Books Shelf
Photo by Tom Hermans on Unsplash

The Art of Book Creation with Pandoc and Markdown

Self-Publishing Technical Books

Syed Asif
5 min readNov 23, 2023

--

If you’re looking for a way to create a PDF or EPUB from a markdown file, you might have come across Pandoc, a versatile document converter that can convert files between different formats, including Markdown, HTML, LaTeX, and more.

Pandoc is a valuable tool for writers, researchers, and anyone dealing with diverse document formats. It can seamlessly transform documents, making it a great choice for converting Markdown to PDF or restructuring HTML into a different format.

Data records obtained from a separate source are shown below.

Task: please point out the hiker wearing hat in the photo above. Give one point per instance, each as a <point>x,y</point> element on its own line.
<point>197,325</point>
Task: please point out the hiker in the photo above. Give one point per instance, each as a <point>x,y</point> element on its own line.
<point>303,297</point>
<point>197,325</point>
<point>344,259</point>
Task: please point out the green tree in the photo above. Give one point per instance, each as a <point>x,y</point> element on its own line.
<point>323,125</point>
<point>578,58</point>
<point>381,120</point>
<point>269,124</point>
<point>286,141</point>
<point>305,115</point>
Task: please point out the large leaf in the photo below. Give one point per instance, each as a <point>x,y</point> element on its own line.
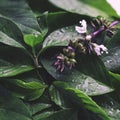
<point>20,12</point>
<point>33,40</point>
<point>67,114</point>
<point>80,99</point>
<point>110,105</point>
<point>101,5</point>
<point>52,21</point>
<point>11,107</point>
<point>10,33</point>
<point>112,60</point>
<point>9,41</point>
<point>12,70</point>
<point>77,6</point>
<point>89,77</point>
<point>25,90</point>
<point>61,37</point>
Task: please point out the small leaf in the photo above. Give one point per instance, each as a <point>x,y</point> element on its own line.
<point>25,90</point>
<point>21,14</point>
<point>66,114</point>
<point>80,99</point>
<point>9,41</point>
<point>12,70</point>
<point>11,107</point>
<point>78,6</point>
<point>33,40</point>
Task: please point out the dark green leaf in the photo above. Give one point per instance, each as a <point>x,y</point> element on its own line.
<point>101,5</point>
<point>112,60</point>
<point>110,106</point>
<point>11,107</point>
<point>90,77</point>
<point>12,70</point>
<point>38,107</point>
<point>67,114</point>
<point>10,30</point>
<point>77,6</point>
<point>33,40</point>
<point>20,12</point>
<point>9,41</point>
<point>25,90</point>
<point>80,99</point>
<point>61,37</point>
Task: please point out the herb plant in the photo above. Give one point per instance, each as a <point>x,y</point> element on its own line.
<point>59,60</point>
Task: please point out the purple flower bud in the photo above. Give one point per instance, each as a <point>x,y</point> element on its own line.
<point>113,23</point>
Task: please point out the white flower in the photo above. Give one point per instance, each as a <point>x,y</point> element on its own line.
<point>83,28</point>
<point>99,49</point>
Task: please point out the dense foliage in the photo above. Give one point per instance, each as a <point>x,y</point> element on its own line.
<point>33,85</point>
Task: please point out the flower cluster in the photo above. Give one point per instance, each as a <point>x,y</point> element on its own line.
<point>85,44</point>
<point>67,58</point>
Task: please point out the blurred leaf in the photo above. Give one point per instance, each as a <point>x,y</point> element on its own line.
<point>11,107</point>
<point>36,108</point>
<point>109,105</point>
<point>20,12</point>
<point>101,5</point>
<point>90,77</point>
<point>80,99</point>
<point>26,90</point>
<point>117,76</point>
<point>33,40</point>
<point>9,41</point>
<point>67,114</point>
<point>12,70</point>
<point>61,37</point>
<point>78,6</point>
<point>10,30</point>
<point>112,60</point>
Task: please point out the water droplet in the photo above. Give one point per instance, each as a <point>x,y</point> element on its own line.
<point>78,86</point>
<point>117,111</point>
<point>108,61</point>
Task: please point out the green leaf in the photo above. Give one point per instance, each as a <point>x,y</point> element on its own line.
<point>101,5</point>
<point>9,41</point>
<point>67,114</point>
<point>112,60</point>
<point>90,77</point>
<point>11,107</point>
<point>80,99</point>
<point>10,33</point>
<point>54,20</point>
<point>25,90</point>
<point>13,70</point>
<point>116,76</point>
<point>33,40</point>
<point>110,105</point>
<point>61,37</point>
<point>38,107</point>
<point>20,12</point>
<point>77,6</point>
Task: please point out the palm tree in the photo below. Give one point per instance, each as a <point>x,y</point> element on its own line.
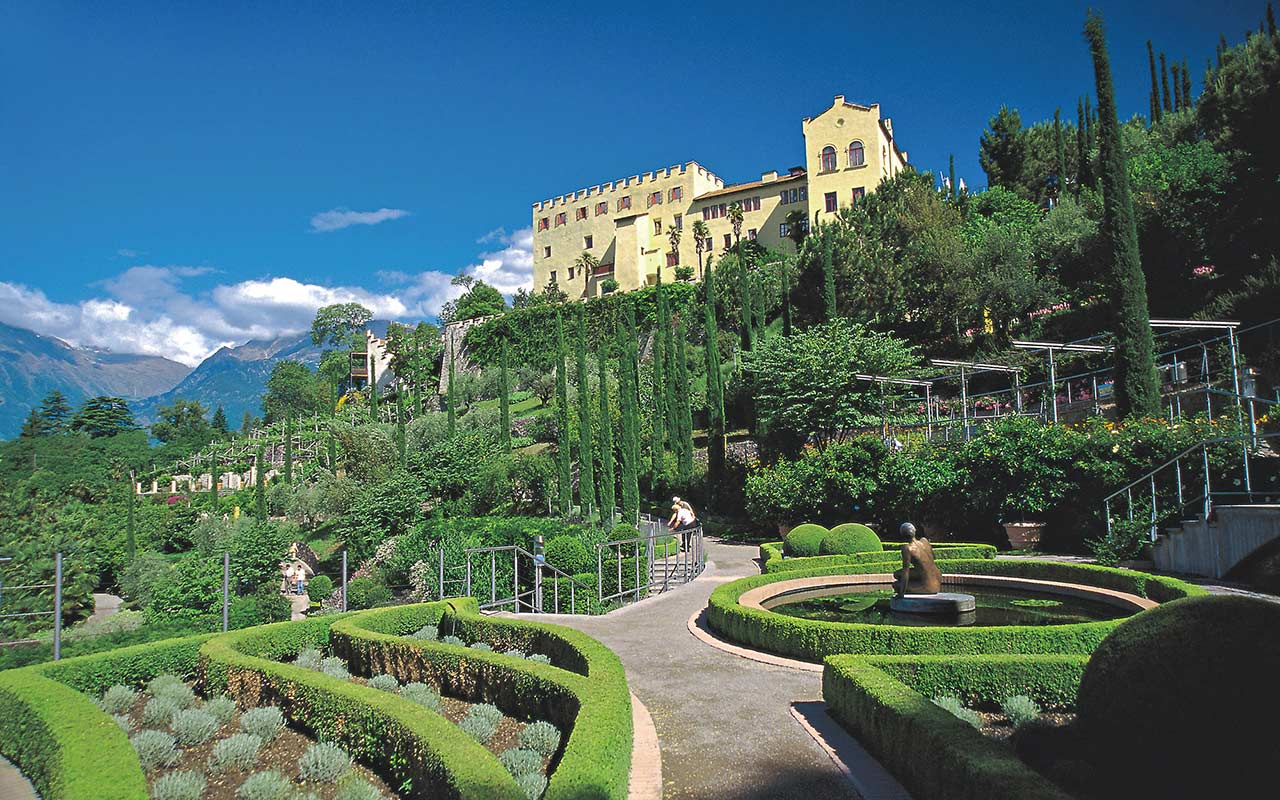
<point>796,228</point>
<point>586,263</point>
<point>700,236</point>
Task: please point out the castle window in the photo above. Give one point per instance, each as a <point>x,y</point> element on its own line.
<point>856,155</point>
<point>828,159</point>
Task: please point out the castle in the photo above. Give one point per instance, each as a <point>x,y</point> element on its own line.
<point>625,224</point>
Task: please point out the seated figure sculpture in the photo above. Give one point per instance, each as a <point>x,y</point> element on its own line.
<point>919,574</point>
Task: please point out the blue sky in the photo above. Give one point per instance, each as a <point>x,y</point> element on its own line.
<point>178,176</point>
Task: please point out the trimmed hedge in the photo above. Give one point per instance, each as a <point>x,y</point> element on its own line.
<point>583,693</point>
<point>415,746</point>
<point>813,640</point>
<point>804,539</point>
<point>849,539</point>
<point>772,556</point>
<point>936,755</point>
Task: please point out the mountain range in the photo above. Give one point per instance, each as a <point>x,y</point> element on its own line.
<point>234,378</point>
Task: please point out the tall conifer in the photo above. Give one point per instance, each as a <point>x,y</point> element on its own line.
<point>563,453</point>
<point>586,469</point>
<point>1137,389</point>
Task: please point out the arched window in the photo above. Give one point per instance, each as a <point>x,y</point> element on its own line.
<point>856,155</point>
<point>828,159</point>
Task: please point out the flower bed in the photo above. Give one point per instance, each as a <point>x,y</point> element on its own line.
<point>814,640</point>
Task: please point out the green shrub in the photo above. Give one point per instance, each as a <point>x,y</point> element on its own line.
<point>804,540</point>
<point>320,588</point>
<point>956,709</point>
<point>324,762</point>
<point>222,707</point>
<point>568,554</point>
<point>533,784</point>
<point>264,722</point>
<point>193,727</point>
<point>1019,709</point>
<point>155,749</point>
<point>265,786</point>
<point>384,682</point>
<point>366,593</point>
<point>237,752</point>
<point>1184,684</point>
<point>423,695</point>
<point>178,786</point>
<point>521,762</point>
<point>159,711</point>
<point>850,538</point>
<point>118,699</point>
<point>542,737</point>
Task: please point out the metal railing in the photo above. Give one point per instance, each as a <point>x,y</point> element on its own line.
<point>1187,481</point>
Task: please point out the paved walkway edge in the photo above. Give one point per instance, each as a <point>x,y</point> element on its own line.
<point>859,767</point>
<point>700,630</point>
<point>645,755</point>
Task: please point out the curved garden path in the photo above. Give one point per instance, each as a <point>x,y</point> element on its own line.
<point>723,722</point>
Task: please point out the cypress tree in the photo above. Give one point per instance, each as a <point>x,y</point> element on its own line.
<point>563,453</point>
<point>1165,100</point>
<point>131,539</point>
<point>451,397</point>
<point>586,469</point>
<point>607,478</point>
<point>627,391</point>
<point>1137,389</point>
<point>714,393</point>
<point>1155,85</point>
<point>786,295</point>
<point>260,485</point>
<point>828,277</point>
<point>401,447</point>
<point>504,397</point>
<point>658,433</point>
<point>684,411</point>
<point>288,449</point>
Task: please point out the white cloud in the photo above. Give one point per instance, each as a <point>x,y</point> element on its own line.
<point>337,219</point>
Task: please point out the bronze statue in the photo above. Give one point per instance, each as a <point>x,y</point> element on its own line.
<point>917,553</point>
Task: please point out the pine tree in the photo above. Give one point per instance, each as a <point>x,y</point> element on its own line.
<point>1166,101</point>
<point>131,538</point>
<point>828,277</point>
<point>451,397</point>
<point>607,479</point>
<point>658,425</point>
<point>714,393</point>
<point>1137,389</point>
<point>260,484</point>
<point>563,455</point>
<point>504,397</point>
<point>288,449</point>
<point>684,411</point>
<point>585,466</point>
<point>401,444</point>
<point>1155,85</point>
<point>627,405</point>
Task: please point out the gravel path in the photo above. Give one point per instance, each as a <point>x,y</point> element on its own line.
<point>723,722</point>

Markdown is a simple markup language that is widely used for web content, documentation, and e-book creation. It’s known for its readability and is a quick, user-friendly way to structure and style text without the complexities of HTML. This tutorial is aimed at those who want to use Pandoc and Markdown for making PDFs and EPUB, especially for technical books that have code snippets.

Installing Pandoc

The process of installing Pandoc depends on your operating system. Below are instructions for the Linux (Debian/Ubuntu) operating system. Open the Terminal, and run the following commands:

$ sudo apt-get update
$ sudo apt-get install pandoc
$ sudo apt-get install texlive-xetex texlive-fonts-recommended texlive-plain-generic

These instructions cover the basic installation process for the Debian-based operating system. Make sure to check the official Pandoc Installation Guide for any additional details or specific requirements related to your system.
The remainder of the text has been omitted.